Dans cette dynamique, les élections générales de décembre 2023 ont constitué un tournant historique. Pour la première fois, les citoyens congolais ont procédé à l’élection des conseillers communaux, conformément aux dispositions de la loi électorale n° 06/006 du 9 mars 2006 telle que modifiée et complétée. Ces conseillers constituent désormais le Conseil communal, organe délibérant de la commune tel que prévu à l’article 41 de la loi organique précitée.

Le Conseil communal exerce des compétences essentielles dans la gouvernance locale. Il dispose d’un pouvoir normatif et assure le contrôle de l’exécutif communal. À cet effet, l’article 47 de la loi organique n° 08/016 lui reconnaît un pouvoir d’interpellation et de contrôle sur les autorités locales, notamment dans la gestion des affaires publiques au niveau communal.

Au sein de la ville-province de Kinshasa, qui compte vingt-quatre communes, la commune de Mont-Ngafula se distingue particulièrement par le dynamisme de son Conseil communal. À travers les réseaux sociaux et les observations citoyennes, il ressort une activité institutionnelle remarquable, traduisant une volonté manifeste d’incarner les principes de bonne gouvernance locale.

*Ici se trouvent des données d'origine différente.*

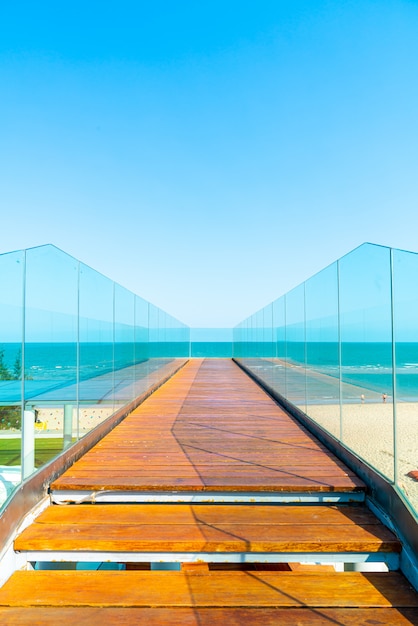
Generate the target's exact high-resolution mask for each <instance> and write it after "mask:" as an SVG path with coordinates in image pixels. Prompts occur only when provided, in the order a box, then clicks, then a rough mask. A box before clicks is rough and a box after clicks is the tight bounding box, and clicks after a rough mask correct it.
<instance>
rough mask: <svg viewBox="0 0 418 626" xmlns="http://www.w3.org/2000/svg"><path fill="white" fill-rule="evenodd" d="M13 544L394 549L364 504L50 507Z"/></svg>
mask: <svg viewBox="0 0 418 626" xmlns="http://www.w3.org/2000/svg"><path fill="white" fill-rule="evenodd" d="M15 550H21V551H22V550H37V551H40V550H50V551H61V550H65V551H72V550H74V551H77V550H79V551H80V550H83V551H93V552H94V551H120V552H124V551H126V552H152V551H154V552H167V553H170V552H215V553H216V552H269V553H273V552H378V551H380V552H399V551H400V544H399V542H398V541H397V539H396V538H395V536H394V535H393V534H392V533H391V532H390V531H389V530H388V529H387V528H386V527H384V526H383V525H382V524H381V523H380V522H379V521H378V520H377V518H376V517H375V516H374V515H373V514H372V513H371V512H370V511H368V510H367V509H366V508H365V507H362V506H358V507H350V506H342V507H335V506H309V507H306V506H304V507H302V506H299V507H298V506H274V505H263V506H256V505H233V506H231V505H229V506H228V505H202V504H198V505H187V504H165V505H164V504H142V505H139V504H138V505H126V504H125V505H124V504H120V505H112V504H110V505H109V504H107V505H106V504H103V505H93V506H88V505H85V506H83V505H79V506H70V507H60V506H50V507H49V508H48V509H46V510H45V511H44V512H43V513H42V514H41V515H40V516H39V517H38V518H37V520H35V523H34V524H32V525H31V526H29V527H28V528H27V529H26V530H24V531H23V533H22V534H21V535H20V536H19V537H18V538H17V539H16V541H15Z"/></svg>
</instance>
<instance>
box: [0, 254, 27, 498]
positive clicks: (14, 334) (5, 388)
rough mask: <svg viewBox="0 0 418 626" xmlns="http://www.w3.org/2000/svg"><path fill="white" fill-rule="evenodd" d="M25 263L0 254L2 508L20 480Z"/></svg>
mask: <svg viewBox="0 0 418 626" xmlns="http://www.w3.org/2000/svg"><path fill="white" fill-rule="evenodd" d="M24 265H25V253H24V252H22V251H19V252H13V253H10V254H2V255H0V507H1V506H2V505H3V504H4V503H5V502H6V501H7V499H8V498H9V497H10V495H11V494H12V493H13V491H14V489H15V488H16V486H17V485H18V484H19V483H20V480H21V451H22V446H21V444H22V417H23V416H22V353H23V350H22V348H23V345H22V339H23V310H24V309H23V277H24Z"/></svg>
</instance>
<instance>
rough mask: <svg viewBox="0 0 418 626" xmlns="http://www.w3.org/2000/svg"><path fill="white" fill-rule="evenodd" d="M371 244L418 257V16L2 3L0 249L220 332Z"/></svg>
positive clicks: (229, 1)
mask: <svg viewBox="0 0 418 626" xmlns="http://www.w3.org/2000/svg"><path fill="white" fill-rule="evenodd" d="M365 241H371V242H374V243H379V244H383V245H387V246H392V247H396V248H403V249H407V250H412V251H418V2H417V1H415V0H410V1H407V0H153V1H152V2H150V1H145V0H118V2H116V1H113V0H100V1H95V0H88V1H86V0H83V2H81V1H79V0H72V1H71V2H69V1H67V2H57V1H56V0H55V1H54V2H52V1H49V0H42V2H34V0H27V1H25V0H16V1H15V2H6V1H3V2H1V3H0V252H8V251H11V250H15V249H21V248H26V247H32V246H36V245H40V244H44V243H53V244H55V245H56V246H58V247H60V248H62V249H63V250H65V251H66V252H68V253H69V254H72V255H73V256H75V257H77V258H79V259H80V260H81V261H83V262H85V263H87V264H88V265H90V266H92V267H93V268H95V269H97V270H98V271H100V272H102V273H103V274H105V275H107V276H109V277H110V278H112V279H114V280H116V281H117V282H119V283H121V284H122V285H124V286H125V287H127V288H128V289H131V290H132V291H134V292H135V293H137V294H139V295H141V296H142V297H144V298H146V299H148V300H150V301H151V302H153V303H154V304H156V305H158V306H160V307H162V308H163V309H165V310H167V311H168V312H169V313H171V314H172V315H174V316H176V317H178V318H179V319H181V320H182V321H183V322H186V323H188V324H190V325H192V326H196V327H223V326H225V327H228V326H233V325H235V324H236V323H238V322H239V321H241V320H242V319H243V318H245V317H247V316H248V315H250V314H251V313H253V312H254V311H255V310H257V309H259V308H261V307H262V306H264V305H265V304H268V303H269V302H270V301H272V300H273V299H275V298H276V297H278V296H280V295H282V294H283V293H285V292H286V291H288V290H289V289H291V288H292V287H294V286H296V285H297V284H299V283H301V282H302V281H303V280H305V279H307V278H309V277H310V276H311V275H312V274H313V273H315V272H317V271H319V270H320V269H322V268H323V267H325V266H326V265H328V264H329V263H331V262H333V261H334V260H336V259H337V258H339V257H340V256H342V255H343V254H345V253H347V252H349V251H350V250H351V249H353V248H355V247H356V246H358V245H359V244H361V243H363V242H365Z"/></svg>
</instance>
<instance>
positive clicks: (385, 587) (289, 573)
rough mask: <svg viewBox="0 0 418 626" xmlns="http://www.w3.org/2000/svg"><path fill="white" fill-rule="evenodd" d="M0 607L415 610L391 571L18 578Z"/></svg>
mask: <svg viewBox="0 0 418 626" xmlns="http://www.w3.org/2000/svg"><path fill="white" fill-rule="evenodd" d="M0 606H83V607H88V606H108V607H111V606H114V607H198V608H200V607H201V608H205V607H207V608H209V607H212V608H215V607H219V608H224V607H236V608H239V607H242V608H245V607H248V608H251V607H266V608H267V607H271V608H279V607H283V608H284V607H295V608H296V607H306V606H309V607H311V608H315V607H316V608H319V607H334V608H337V607H340V608H348V607H362V608H371V607H376V608H378V607H379V608H380V607H382V608H384V607H395V608H418V594H417V593H416V592H415V591H414V590H413V589H412V588H411V586H410V585H409V583H408V582H407V581H406V580H405V578H404V577H403V576H402V575H400V574H398V573H397V572H388V573H384V574H382V573H373V574H371V573H370V574H360V573H358V572H345V573H335V574H331V573H318V574H315V573H311V572H309V573H308V572H304V573H302V572H297V571H296V572H222V571H218V572H209V573H208V574H206V575H193V574H186V573H184V572H157V571H153V572H142V571H117V572H116V571H32V572H28V571H20V572H15V574H13V576H11V578H10V579H9V580H8V581H7V582H6V583H5V585H4V586H3V588H2V589H0Z"/></svg>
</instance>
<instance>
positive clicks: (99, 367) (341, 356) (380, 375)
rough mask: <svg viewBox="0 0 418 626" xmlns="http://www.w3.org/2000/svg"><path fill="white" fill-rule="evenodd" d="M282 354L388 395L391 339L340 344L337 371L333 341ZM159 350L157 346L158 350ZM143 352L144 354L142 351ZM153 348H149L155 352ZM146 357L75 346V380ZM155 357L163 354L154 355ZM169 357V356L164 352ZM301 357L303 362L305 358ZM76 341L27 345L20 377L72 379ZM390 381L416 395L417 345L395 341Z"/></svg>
mask: <svg viewBox="0 0 418 626" xmlns="http://www.w3.org/2000/svg"><path fill="white" fill-rule="evenodd" d="M286 348H287V349H286V352H285V353H283V355H281V354H280V352H281V349H280V346H279V350H278V358H279V359H280V358H283V359H285V360H287V362H288V363H291V364H292V363H293V364H295V365H302V366H304V365H305V362H306V366H307V368H308V369H310V370H313V371H317V372H320V373H321V374H324V375H326V376H330V377H332V378H338V377H339V375H340V371H341V375H342V380H343V382H346V383H351V384H353V385H358V386H361V387H365V388H366V389H371V390H373V391H376V392H379V393H388V394H390V393H391V389H392V344H391V343H383V342H382V343H378V342H369V343H354V342H352V343H348V342H347V343H343V344H342V346H341V369H340V366H339V347H338V344H337V343H332V342H315V343H308V344H306V350H305V348H304V347H303V345H302V344H291V343H288V344H287V346H286ZM161 349H162V348H161ZM0 350H3V351H4V359H3V360H4V364H5V365H6V366H7V367H8V368H9V370H10V371H12V370H13V368H14V367H15V362H16V359H19V358H20V355H21V346H20V344H17V343H14V344H12V343H5V344H2V345H0ZM147 351H148V352H147ZM157 351H158V347H154V348H153V349H152V350H151V352H157ZM149 356H156V354H155V355H150V346H149V345H148V346H147V345H146V344H136V345H135V350H134V349H133V346H132V344H127V343H120V344H111V343H88V344H87V343H85V344H80V347H79V358H80V379H81V380H85V379H88V378H92V377H95V376H100V375H102V374H106V373H107V372H109V371H112V369H113V367H115V369H122V368H124V367H129V366H131V365H133V364H134V363H141V362H143V361H145V360H146V359H147V358H149ZM160 356H165V355H163V354H160ZM167 356H169V355H167ZM192 356H194V357H218V358H219V357H231V356H232V344H231V343H230V342H194V343H193V344H192ZM305 359H306V361H305ZM76 364H77V345H76V344H74V343H32V344H31V343H28V344H26V346H25V377H26V378H27V379H29V380H43V379H48V380H51V379H54V380H56V381H57V382H60V381H61V382H65V381H74V379H75V377H76ZM395 372H396V383H397V392H398V395H399V397H400V398H404V399H408V400H410V399H414V398H418V343H415V342H414V343H412V342H411V343H408V342H399V343H397V344H396V369H395Z"/></svg>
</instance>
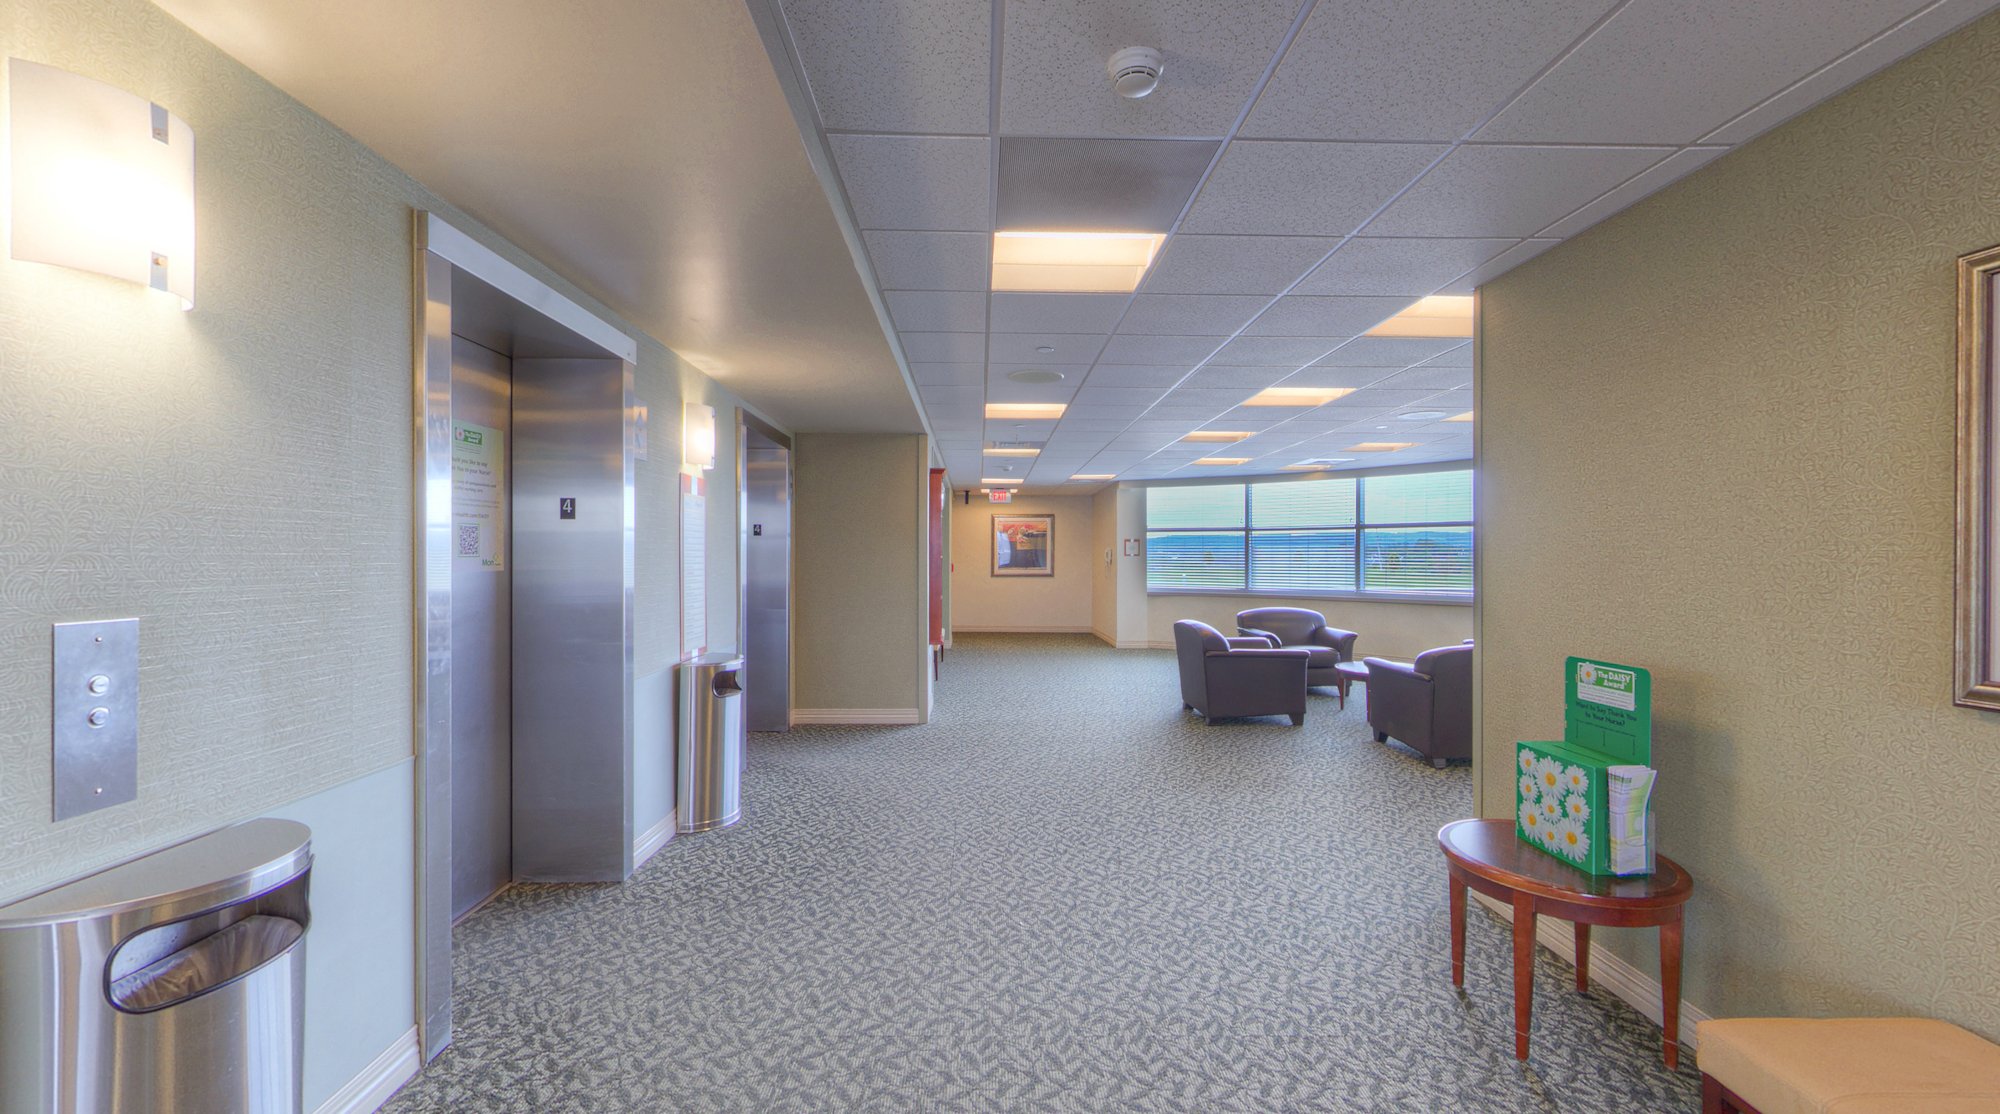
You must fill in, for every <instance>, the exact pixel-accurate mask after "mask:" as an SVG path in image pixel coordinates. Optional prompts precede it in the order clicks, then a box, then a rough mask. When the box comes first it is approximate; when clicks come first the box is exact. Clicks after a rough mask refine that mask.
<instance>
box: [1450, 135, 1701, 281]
mask: <svg viewBox="0 0 2000 1114" xmlns="http://www.w3.org/2000/svg"><path fill="white" fill-rule="evenodd" d="M1726 152H1728V148H1720V146H1702V148H1688V150H1676V152H1674V154H1670V156H1666V160H1664V162H1658V164H1654V166H1652V168H1648V170H1644V172H1642V174H1638V176H1636V178H1630V180H1626V182H1624V184H1622V186H1616V188H1614V190H1612V192H1608V194H1604V196H1602V198H1598V200H1594V202H1590V204H1586V206H1584V208H1580V210H1576V212H1572V214H1570V216H1564V218H1562V220H1558V222H1554V224H1550V226H1548V228H1544V230H1542V236H1554V238H1566V236H1576V234H1578V232H1582V230H1584V228H1590V226H1592V224H1596V222H1600V220H1604V218H1606V216H1610V214H1614V212H1618V210H1622V208H1628V206H1632V204H1636V202H1638V200H1642V198H1648V196H1652V194H1656V192H1660V190H1664V188H1668V186H1672V184H1674V182H1678V180H1682V178H1686V176H1688V174H1694V172H1696V170H1700V168H1704V166H1708V164H1710V162H1714V160H1716V158H1718V156H1722V154H1726ZM1482 262H1484V260H1482Z"/></svg>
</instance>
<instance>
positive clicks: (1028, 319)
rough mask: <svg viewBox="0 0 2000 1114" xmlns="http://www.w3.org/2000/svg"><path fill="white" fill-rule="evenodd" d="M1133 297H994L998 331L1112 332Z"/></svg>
mask: <svg viewBox="0 0 2000 1114" xmlns="http://www.w3.org/2000/svg"><path fill="white" fill-rule="evenodd" d="M1130 300H1132V298H1130V294H1004V292H1002V294H994V324H992V328H994V332H1110V330H1112V326H1114V324H1118V314H1122V312H1124V308H1126V302H1130Z"/></svg>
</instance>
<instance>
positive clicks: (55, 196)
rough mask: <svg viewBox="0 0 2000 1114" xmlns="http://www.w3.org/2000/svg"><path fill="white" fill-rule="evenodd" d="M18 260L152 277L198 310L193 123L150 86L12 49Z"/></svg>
mask: <svg viewBox="0 0 2000 1114" xmlns="http://www.w3.org/2000/svg"><path fill="white" fill-rule="evenodd" d="M8 86H10V98H12V108H10V134H12V150H10V158H8V166H10V170H8V176H10V180H12V222H10V224H12V236H10V238H8V252H10V254H12V256H14V258H16V260H26V262H42V264H56V266H68V268H76V270H90V272H96V274H108V276H112V278H124V280H126V282H136V284H140V286H152V288H154V290H164V292H168V294H172V296H176V298H180V306H182V308H186V310H192V308H194V132H192V130H190V128H188V124H186V122H184V120H182V118H180V116H174V114H172V112H168V110H166V108H160V106H158V104H152V102H150V100H146V98H144V96H136V94H130V92H126V90H122V88H116V86H108V84H104V82H96V80H90V78H82V76H78V74H70V72H66V70H58V68H54V66H42V64H38V62H24V60H20V58H8Z"/></svg>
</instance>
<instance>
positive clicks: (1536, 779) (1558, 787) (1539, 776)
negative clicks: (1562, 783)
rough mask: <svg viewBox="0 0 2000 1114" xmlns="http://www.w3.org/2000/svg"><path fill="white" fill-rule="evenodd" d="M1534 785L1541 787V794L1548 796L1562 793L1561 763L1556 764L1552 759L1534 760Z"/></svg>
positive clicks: (1552, 759)
mask: <svg viewBox="0 0 2000 1114" xmlns="http://www.w3.org/2000/svg"><path fill="white" fill-rule="evenodd" d="M1534 784H1538V786H1542V792H1546V794H1550V796H1554V794H1556V792H1562V762H1556V760H1554V758H1540V760H1536V764H1534Z"/></svg>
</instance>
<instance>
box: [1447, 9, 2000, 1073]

Sous la présidence de Maître Yoshoua Kasongo, le Conseil communal de Mont-Ngafula s’illustre par la tenue régulière de sessions plénières, une collaboration constructive avec l’exécutif communal, ainsi qu’un exercice rigoureux du pouvoir de contrôle. L’interpellation des chefs de quartiers, l’organisation de formations de renforcement des capacités des élus et l’implication dans les actions de développement communautaire témoignent d’une gouvernance active et responsable.

Cette expérience fait de la commune de Mont-Ngafula un véritable exemple de mise en œuvre effective de la décentralisation en République Démocratique du Congo. Elle démontre que, lorsque les mécanismes institutionnels sont pleinement utilisés, les entités territoriales décentralisées peuvent jouer un rôle déterminant dans la promotion de la démocratie participative et du développement local.

Cependant, malgré ces avancées, plusieurs défis subsistent. Il convient de rappeler que, conformément à la loi électorale, notamment en ses dispositions relatives à l’organisation des exécutifs locaux, les bourgmestres doivent être élus par les conseillers communaux. Or, ce processus reste encore inachevé, ce qui constitue une entrave au parachèvement du processus de décentralisation.

Par ailleurs, la question de la prise en charge des Conseils communaux demeure préoccupante. En dépit de leur rôle fondamental, ces institutions souffrent d’un manque de moyens financiers et logistiques, compromettant ainsi leur bon fonctionnement. Il est donc impératif que les autorités nationales et provinciales, notamment le Gouvernement central, le Ministre de l’Intérieur et Sécurité ainsi que les Gouverneurs de province, prennent des mesures concrètes pour assurer leur opérationnalité effective.

En outre, en vertu de l’article 211 de la Constitution, la Commission Électorale Nationale Indépendante (CENI) est chargée de l’organisation des élections. À ce titre, elle est appelée à finaliser le processus électoral local, notamment en organisant les élections des bourgmestres, condition sine qua non pour renforcer la légitimité des exécutifs communaux.

En définitive, la réussite de la décentralisation en République Démocratique du Congo dépendra de la volonté politique d’accompagner les entités territoriales décentralisées et de garantir leur fonctionnement effectif. L’exemple de la commune de Mont-Ngafula constitue, à cet égard, une source d’inspiration et un modèle à promouvoir.